Asy-Syaukani dalam Naylu Al-Awthar juz vi/229 juga menukil pendapat Qadhi Iyadh, bahwa maksud kata mampu yang kedua “siapa yang tidak mampu menikah” adalah tidak mampu menikah karena sedikitnya kemampuan menanggung beban-beban pernikahan dan karena kekurangan dalam bersetubuh, maka baginya berpuasa.
Sementara dalam hadits lain yang redaksinya kurang lebih sama, yang diriwayatkan an-Nasa’i, Ahmad, al-Bazar, dan riwayat ath-Thabrani, Rasul mendorong siapa saja yang mampu menyiapkan atau yang memiliki thawl agar menikah. As-Sinadi dalam Hasyiyah as-sinadi juz vi/57 menjelaskan bahwa at-thawl maknanya adalah kemampuan untuk membayar mahar dan kemampuan untuk menunaikan nafkah.
Makna “mampu menafkahi” ini sejalan atau memperkuat makna al-ba’ah sebagai beban pernikahan. Sehingga dapat kita pahami bahwa Rasul Saw memerintahkan kepada siapa saja yang memiliki kesanggupan untuk menikah dan memikul beban pernikahan, maka hendaknya ia menikah. Atau siapa saja yang memiliki rasa percaya diri atau memiliki dugaan kuat bahwa dirinya mampu memikul tanggung jawab pernikahan maka hendaknya ia menikah.

2. Konsep Keharmonisan Keluarga
Keluarga harmonis dalam perspektif Al-Qur’an adalah keluarga yang memiliki mahabbah, mawaddah, rahmah, dan amanah. Menurut M. Quraish Shihab kata sakinah terambil dari bahasa Arab yang terdiri dari huruf sin, kaf, dan nun yang mengandung makna ketenangan atau antonim dari kegoncangan dan pergerakan. Misalnya, rumah dinamai maskan karena ia adalah tempat untuk meraih ketenangan setelah penghuninya bergerak bahkan mungkin mengalami kegoncangan di luar rumah.[5]

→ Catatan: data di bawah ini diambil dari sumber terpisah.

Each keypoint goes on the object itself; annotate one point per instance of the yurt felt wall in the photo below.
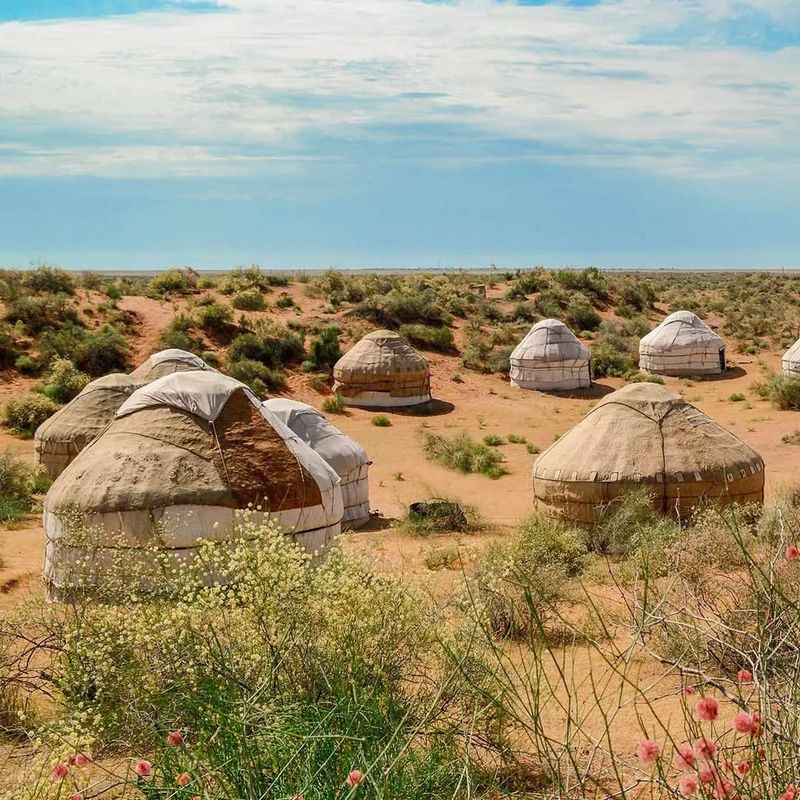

Keluarga harmonis merupakan bentuk keluarga yang sangat diidamkan oleh semua orang. Keluarga harmonis merupakan keluarga yang mampu menjaga cinta kasih setiap anggota keluarga dan mampu melahirkan ketenangan, kedamaian, dan kebahagiaan. Indikator keluarga dikatakan harmmonis adalah ketika keluarga tersebut sudah memenuhi fungsinya.
Djudju Sudjana mengemukakan tujuh macam fungsi keluarga, Adapun fungsi-fungsi tersebut adalah:[6]
a.       Fungsi Biologis, perkawinan dilakukan antara lain bertujuan agar memperoleh keturunan, dapat memelihara kehormatan, serta martabat manusia sebagai makhluk yang berakal dan beradab. Fungsi biologis inilah yang membedakan perkawinan manusia dengan binatang, sebab fungsi ini diatur dalam suatu norma perkawinan yang diakui bersama.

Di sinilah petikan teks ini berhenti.